The CDPC report also recommended an increase in health and social services for addicts and social users alike. Services such as housing and treatment for drug addicts and increased support for educational programs about safer drug use must be in the cards. The report essentially advocated an increase of treatment centers and safe injection sites.
It’s understandable that a certain portion of the population might be skeptical of decriminalizing all forms of drugs, particularly the elderly and religious. The longevity of drug prohibition coupled with decades of anti-drug propaganda has left a lasting impression on our aging populace. It’s no wonder the call for change is coming mainly from the younger generations. I’m not entirely sure what religion has against drugs, but I imagine it has something to do with the purity of the soul.
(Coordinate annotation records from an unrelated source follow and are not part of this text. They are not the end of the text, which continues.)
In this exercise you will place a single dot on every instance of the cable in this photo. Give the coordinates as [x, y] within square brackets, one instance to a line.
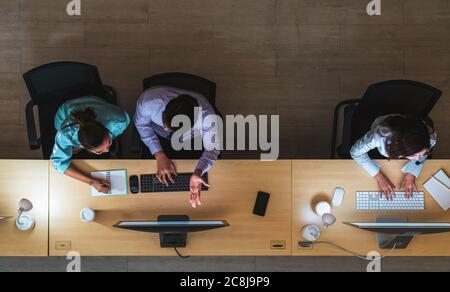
[179, 254]
[311, 244]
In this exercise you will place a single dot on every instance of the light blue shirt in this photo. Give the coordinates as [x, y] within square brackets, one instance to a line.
[377, 138]
[115, 119]
[148, 121]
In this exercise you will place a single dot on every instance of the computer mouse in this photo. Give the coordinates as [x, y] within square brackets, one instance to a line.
[338, 197]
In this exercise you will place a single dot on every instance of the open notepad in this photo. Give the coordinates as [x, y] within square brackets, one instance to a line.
[439, 187]
[117, 179]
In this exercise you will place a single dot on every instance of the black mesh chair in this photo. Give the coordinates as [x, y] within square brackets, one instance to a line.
[185, 81]
[49, 87]
[389, 97]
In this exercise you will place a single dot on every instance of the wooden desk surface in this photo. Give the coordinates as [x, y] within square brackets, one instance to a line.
[23, 179]
[234, 186]
[314, 180]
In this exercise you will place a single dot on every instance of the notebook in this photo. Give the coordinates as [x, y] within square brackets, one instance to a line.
[117, 180]
[439, 188]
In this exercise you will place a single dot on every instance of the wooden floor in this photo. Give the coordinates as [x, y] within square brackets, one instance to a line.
[224, 264]
[296, 58]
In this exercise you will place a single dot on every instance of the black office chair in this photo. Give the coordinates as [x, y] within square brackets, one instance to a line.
[49, 87]
[185, 81]
[389, 97]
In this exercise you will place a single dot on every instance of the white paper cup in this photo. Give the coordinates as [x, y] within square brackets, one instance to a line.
[323, 208]
[311, 232]
[87, 215]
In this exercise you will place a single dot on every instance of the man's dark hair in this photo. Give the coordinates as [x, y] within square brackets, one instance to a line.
[181, 105]
[91, 134]
[410, 135]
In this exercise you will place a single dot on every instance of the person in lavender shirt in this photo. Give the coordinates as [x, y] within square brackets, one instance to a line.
[396, 136]
[156, 108]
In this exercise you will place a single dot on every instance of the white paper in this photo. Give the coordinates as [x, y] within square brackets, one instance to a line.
[117, 180]
[438, 190]
[443, 178]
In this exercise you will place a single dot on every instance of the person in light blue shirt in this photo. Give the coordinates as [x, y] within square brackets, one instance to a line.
[86, 123]
[396, 137]
[156, 109]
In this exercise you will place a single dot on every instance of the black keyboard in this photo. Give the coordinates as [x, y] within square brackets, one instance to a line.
[150, 184]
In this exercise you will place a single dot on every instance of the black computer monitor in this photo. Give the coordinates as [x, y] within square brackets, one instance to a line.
[172, 229]
[397, 232]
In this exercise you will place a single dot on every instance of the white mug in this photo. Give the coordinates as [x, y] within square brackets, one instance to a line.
[311, 232]
[87, 215]
[323, 208]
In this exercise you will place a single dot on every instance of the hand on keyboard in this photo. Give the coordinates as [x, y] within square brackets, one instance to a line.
[386, 186]
[195, 185]
[409, 185]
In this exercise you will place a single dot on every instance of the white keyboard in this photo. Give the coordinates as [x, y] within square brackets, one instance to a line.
[374, 201]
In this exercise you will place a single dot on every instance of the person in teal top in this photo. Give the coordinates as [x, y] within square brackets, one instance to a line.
[87, 123]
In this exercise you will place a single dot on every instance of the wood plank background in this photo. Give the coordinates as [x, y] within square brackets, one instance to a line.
[296, 58]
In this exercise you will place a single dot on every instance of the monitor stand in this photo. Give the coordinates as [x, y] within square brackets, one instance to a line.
[173, 239]
[387, 241]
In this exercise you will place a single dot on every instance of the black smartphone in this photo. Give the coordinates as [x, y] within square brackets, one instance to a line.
[261, 204]
[134, 184]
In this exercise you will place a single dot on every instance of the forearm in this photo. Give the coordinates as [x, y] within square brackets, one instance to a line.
[77, 174]
[207, 160]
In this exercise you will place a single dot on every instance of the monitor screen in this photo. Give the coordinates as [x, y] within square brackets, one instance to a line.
[170, 223]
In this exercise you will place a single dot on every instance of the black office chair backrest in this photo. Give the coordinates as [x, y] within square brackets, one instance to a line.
[62, 81]
[392, 97]
[53, 84]
[185, 81]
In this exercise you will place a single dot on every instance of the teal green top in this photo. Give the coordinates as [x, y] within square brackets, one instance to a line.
[115, 119]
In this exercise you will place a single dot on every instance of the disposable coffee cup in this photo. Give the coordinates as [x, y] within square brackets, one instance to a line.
[87, 215]
[323, 208]
[311, 232]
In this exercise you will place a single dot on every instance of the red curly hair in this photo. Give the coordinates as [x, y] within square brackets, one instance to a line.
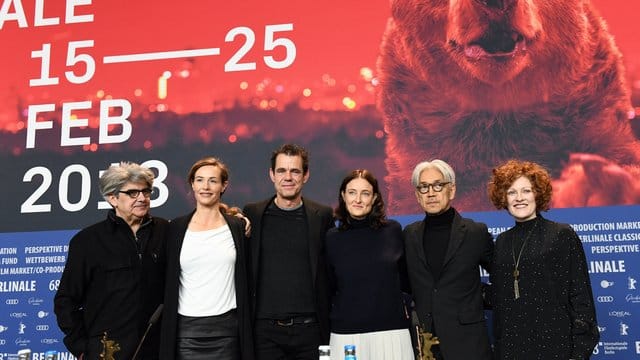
[506, 174]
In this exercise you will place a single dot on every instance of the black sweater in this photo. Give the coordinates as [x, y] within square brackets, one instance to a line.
[367, 272]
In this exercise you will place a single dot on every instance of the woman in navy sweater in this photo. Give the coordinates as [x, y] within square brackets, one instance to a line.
[367, 271]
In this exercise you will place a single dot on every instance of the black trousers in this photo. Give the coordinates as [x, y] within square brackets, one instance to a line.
[274, 341]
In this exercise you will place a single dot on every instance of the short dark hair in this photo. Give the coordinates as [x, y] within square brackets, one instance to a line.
[507, 173]
[291, 150]
[377, 216]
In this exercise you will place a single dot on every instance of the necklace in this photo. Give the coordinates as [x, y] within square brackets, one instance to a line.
[516, 262]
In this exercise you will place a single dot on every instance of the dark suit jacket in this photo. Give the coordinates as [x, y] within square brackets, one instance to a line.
[175, 238]
[320, 219]
[452, 303]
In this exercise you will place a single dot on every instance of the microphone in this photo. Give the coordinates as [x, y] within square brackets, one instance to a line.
[152, 320]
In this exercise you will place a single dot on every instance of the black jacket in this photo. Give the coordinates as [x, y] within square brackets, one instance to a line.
[111, 284]
[175, 239]
[453, 302]
[320, 219]
[562, 322]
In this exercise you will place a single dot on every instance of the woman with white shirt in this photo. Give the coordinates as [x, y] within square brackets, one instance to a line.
[206, 305]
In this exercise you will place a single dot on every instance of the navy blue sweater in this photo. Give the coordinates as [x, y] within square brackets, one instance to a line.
[368, 274]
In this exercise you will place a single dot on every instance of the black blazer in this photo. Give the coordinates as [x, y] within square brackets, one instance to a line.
[175, 238]
[320, 219]
[453, 302]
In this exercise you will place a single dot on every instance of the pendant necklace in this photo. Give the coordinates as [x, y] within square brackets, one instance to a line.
[516, 262]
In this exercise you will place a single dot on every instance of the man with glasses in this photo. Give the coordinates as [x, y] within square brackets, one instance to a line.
[444, 252]
[113, 280]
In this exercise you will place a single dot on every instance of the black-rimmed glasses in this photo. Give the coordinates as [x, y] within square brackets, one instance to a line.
[437, 187]
[133, 193]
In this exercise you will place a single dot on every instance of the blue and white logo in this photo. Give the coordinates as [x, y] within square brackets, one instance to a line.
[606, 284]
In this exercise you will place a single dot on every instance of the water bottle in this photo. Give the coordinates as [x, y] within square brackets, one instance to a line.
[325, 352]
[349, 352]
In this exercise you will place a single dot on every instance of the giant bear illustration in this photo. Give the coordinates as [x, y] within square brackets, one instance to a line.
[477, 82]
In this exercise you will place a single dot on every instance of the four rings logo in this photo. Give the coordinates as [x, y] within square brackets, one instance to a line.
[619, 313]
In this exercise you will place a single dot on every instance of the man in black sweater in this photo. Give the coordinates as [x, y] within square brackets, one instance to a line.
[289, 285]
[443, 254]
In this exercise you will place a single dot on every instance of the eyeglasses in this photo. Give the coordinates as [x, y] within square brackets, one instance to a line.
[133, 193]
[437, 187]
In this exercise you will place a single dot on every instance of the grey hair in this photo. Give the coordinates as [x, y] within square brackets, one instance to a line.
[114, 178]
[445, 169]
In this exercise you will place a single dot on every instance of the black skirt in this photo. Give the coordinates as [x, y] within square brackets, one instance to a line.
[210, 337]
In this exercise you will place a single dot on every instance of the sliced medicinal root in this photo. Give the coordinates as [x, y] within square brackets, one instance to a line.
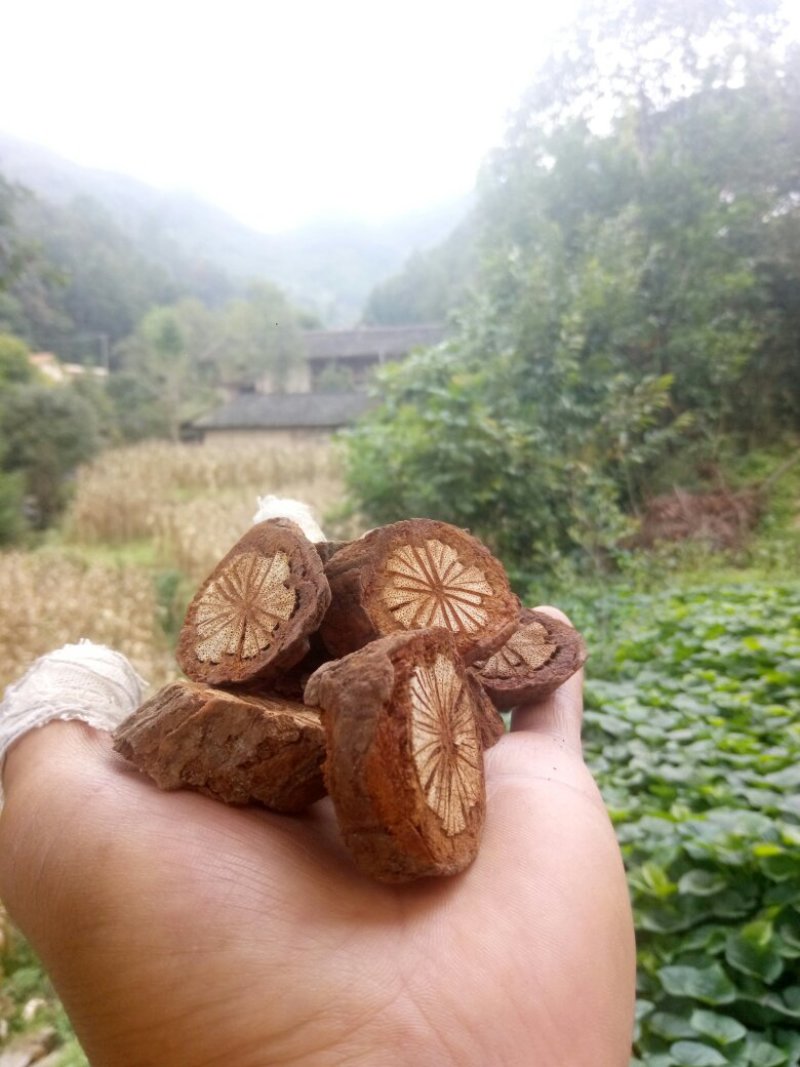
[239, 749]
[404, 761]
[536, 659]
[415, 574]
[252, 617]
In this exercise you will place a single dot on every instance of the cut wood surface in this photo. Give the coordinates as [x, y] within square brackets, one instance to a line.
[404, 762]
[236, 748]
[415, 574]
[539, 657]
[252, 617]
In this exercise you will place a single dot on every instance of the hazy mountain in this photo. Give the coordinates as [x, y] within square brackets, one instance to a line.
[329, 267]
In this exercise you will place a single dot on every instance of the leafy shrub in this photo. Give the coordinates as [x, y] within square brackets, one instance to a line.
[696, 741]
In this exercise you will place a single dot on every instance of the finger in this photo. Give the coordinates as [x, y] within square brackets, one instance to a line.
[42, 818]
[559, 715]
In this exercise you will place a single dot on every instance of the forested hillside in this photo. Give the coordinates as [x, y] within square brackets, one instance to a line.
[627, 318]
[326, 268]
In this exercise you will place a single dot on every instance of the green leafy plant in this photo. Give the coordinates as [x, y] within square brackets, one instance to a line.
[694, 736]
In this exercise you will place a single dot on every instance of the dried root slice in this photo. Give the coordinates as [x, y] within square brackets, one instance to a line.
[238, 749]
[252, 617]
[537, 658]
[404, 762]
[326, 550]
[415, 574]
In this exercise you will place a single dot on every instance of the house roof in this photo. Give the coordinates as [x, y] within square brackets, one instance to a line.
[381, 341]
[278, 411]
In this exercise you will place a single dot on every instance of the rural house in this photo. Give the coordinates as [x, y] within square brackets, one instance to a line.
[337, 367]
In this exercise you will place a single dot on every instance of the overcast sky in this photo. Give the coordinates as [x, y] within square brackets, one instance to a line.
[278, 112]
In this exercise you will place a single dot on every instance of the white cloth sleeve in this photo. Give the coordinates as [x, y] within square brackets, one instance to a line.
[84, 681]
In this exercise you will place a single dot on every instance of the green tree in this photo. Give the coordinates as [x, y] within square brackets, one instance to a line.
[15, 362]
[628, 288]
[46, 433]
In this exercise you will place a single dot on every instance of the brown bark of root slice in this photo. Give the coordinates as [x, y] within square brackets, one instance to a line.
[234, 748]
[326, 550]
[414, 574]
[404, 762]
[252, 617]
[537, 658]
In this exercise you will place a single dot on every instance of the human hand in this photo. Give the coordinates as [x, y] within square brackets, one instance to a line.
[181, 932]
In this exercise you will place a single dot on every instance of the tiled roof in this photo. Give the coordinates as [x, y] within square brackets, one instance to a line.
[380, 341]
[274, 411]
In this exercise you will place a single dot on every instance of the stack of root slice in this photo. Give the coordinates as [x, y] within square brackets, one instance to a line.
[372, 671]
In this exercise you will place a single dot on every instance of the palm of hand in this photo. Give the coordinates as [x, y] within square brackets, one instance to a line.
[185, 932]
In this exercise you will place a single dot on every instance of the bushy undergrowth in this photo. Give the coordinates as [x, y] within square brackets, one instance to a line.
[694, 736]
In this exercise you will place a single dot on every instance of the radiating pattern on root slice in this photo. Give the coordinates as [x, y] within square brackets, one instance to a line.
[527, 650]
[243, 606]
[429, 586]
[444, 742]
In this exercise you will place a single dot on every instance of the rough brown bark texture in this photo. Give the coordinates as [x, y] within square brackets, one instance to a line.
[404, 762]
[415, 574]
[239, 749]
[252, 617]
[537, 658]
[326, 550]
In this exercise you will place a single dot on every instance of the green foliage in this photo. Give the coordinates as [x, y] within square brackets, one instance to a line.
[632, 311]
[694, 736]
[15, 364]
[518, 448]
[46, 433]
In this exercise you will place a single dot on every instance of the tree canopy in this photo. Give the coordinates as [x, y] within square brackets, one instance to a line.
[636, 293]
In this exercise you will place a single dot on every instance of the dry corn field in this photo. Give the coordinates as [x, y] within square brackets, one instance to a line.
[182, 507]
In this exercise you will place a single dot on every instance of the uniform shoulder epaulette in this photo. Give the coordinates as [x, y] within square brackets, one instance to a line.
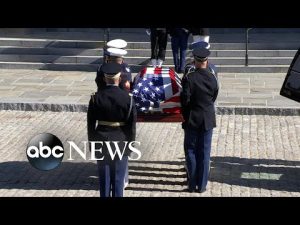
[93, 97]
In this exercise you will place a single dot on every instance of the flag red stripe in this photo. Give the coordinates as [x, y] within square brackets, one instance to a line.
[172, 110]
[174, 99]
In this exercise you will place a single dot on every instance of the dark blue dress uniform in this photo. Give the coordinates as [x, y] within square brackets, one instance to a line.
[111, 117]
[125, 76]
[199, 92]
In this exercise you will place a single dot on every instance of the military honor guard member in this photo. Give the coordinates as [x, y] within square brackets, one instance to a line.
[199, 92]
[114, 52]
[111, 117]
[190, 67]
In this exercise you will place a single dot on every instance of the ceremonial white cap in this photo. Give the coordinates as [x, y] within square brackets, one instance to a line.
[116, 43]
[116, 52]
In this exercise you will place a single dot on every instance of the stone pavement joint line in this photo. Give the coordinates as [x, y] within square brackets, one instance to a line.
[252, 155]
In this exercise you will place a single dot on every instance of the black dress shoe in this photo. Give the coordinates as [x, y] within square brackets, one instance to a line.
[201, 191]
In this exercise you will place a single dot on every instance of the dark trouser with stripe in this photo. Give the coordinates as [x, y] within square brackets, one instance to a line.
[179, 44]
[158, 44]
[111, 177]
[197, 147]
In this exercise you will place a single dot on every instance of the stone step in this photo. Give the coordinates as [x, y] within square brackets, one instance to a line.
[141, 60]
[137, 68]
[136, 52]
[26, 42]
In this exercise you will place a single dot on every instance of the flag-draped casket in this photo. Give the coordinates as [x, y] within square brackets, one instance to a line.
[156, 92]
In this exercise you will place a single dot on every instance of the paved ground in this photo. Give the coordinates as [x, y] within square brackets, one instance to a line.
[256, 155]
[39, 86]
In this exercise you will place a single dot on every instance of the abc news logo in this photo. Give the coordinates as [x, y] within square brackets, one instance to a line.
[45, 151]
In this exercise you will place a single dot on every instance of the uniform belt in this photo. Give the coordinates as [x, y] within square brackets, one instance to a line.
[111, 124]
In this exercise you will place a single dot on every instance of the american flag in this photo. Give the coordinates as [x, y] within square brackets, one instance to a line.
[157, 90]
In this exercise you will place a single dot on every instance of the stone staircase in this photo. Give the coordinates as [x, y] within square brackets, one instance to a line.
[72, 49]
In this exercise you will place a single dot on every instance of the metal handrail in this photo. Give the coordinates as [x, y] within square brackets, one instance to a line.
[247, 42]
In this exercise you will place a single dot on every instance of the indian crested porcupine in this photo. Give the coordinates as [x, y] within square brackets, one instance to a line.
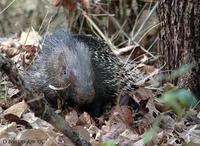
[76, 67]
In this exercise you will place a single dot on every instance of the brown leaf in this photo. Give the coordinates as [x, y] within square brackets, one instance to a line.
[7, 128]
[85, 119]
[16, 119]
[71, 5]
[37, 137]
[72, 118]
[124, 114]
[17, 109]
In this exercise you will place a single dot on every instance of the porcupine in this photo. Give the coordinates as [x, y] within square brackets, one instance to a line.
[83, 69]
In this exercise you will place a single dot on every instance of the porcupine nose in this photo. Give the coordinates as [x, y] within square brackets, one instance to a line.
[85, 96]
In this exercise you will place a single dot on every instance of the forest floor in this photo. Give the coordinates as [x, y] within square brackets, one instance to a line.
[166, 115]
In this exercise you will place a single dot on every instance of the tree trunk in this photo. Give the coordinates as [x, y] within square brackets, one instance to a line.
[180, 39]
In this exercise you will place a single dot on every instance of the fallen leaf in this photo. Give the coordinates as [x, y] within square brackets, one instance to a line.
[72, 118]
[85, 119]
[35, 137]
[7, 128]
[17, 109]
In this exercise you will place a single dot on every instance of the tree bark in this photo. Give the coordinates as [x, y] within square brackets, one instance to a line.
[180, 39]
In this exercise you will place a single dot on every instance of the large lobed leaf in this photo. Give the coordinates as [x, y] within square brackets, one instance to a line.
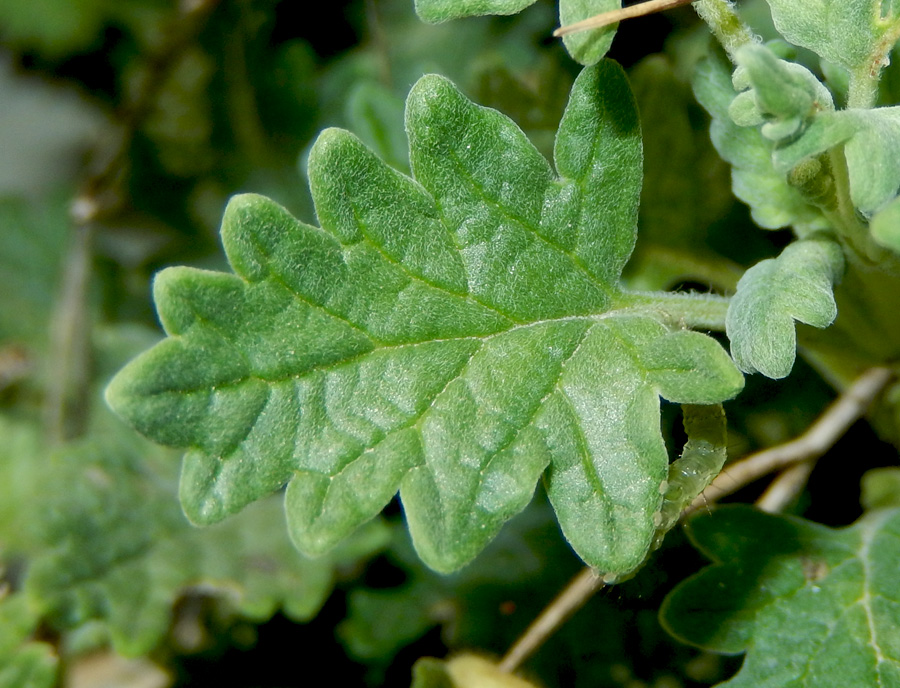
[811, 606]
[450, 335]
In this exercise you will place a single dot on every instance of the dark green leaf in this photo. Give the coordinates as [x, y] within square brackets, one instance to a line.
[24, 663]
[811, 606]
[386, 350]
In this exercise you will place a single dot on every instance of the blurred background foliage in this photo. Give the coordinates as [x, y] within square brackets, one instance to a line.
[125, 125]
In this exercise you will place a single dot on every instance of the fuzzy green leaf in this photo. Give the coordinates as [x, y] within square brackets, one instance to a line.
[784, 95]
[773, 294]
[841, 31]
[587, 47]
[387, 349]
[117, 550]
[24, 663]
[871, 145]
[811, 606]
[755, 179]
[435, 11]
[885, 226]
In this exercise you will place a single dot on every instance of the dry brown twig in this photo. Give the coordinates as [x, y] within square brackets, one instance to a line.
[819, 438]
[797, 456]
[615, 16]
If we weighed the pros and cons of decriminalizing drugs, you’ll find the argument is fairly one sided. The primary reasons to support decriminalization are cost and health. Canada spends more than $4 on enforcement for every $1 we spend on the health related to illegal drugs ($400.3 million – $88 million).
If you factor in courts and corrections, we spend $2.3 billion annually. Roughly 50,000 people are arrested and charged every year resulting in 400,000 court appearances. This is just bad policy given that $1 spent on treatment will achieve the same reduction in the flow of cocaine as $7.3 spent on enforcement.
With all the money allocated to enforcement, those who want to quit or be treated are the ones who continue to suffer. Now, what kind of “moral” society spends more money locking people up than they do to treat sick people?
In Canada, we have public health care and we don’t have private prisons, I can’t understand where the motivation to keep drug users and dealers in prison is coming from. The only real argument to keep drugs illegal is that drug use would increase, but how real of an argument is that? Even if it’s true, at least we would have more funds to treat those addicted.
I was a drug user throughout my late teens and twenties. I can tell you the legality of drugs didn’t come into play when I did them. If anything, it attracted me to them. Do people still believe that keeping drugs illegal will keep rebellious teens from trying them?
Honestly, from what I remember back then, I was pissed off at everything (still am!). My parents instilled a good set of morals upon me, but no government was going to tell me what I can and can’t do. If only our Conservative government could receive the same morals I got, maybe we’d have more treatment centers and less prisons.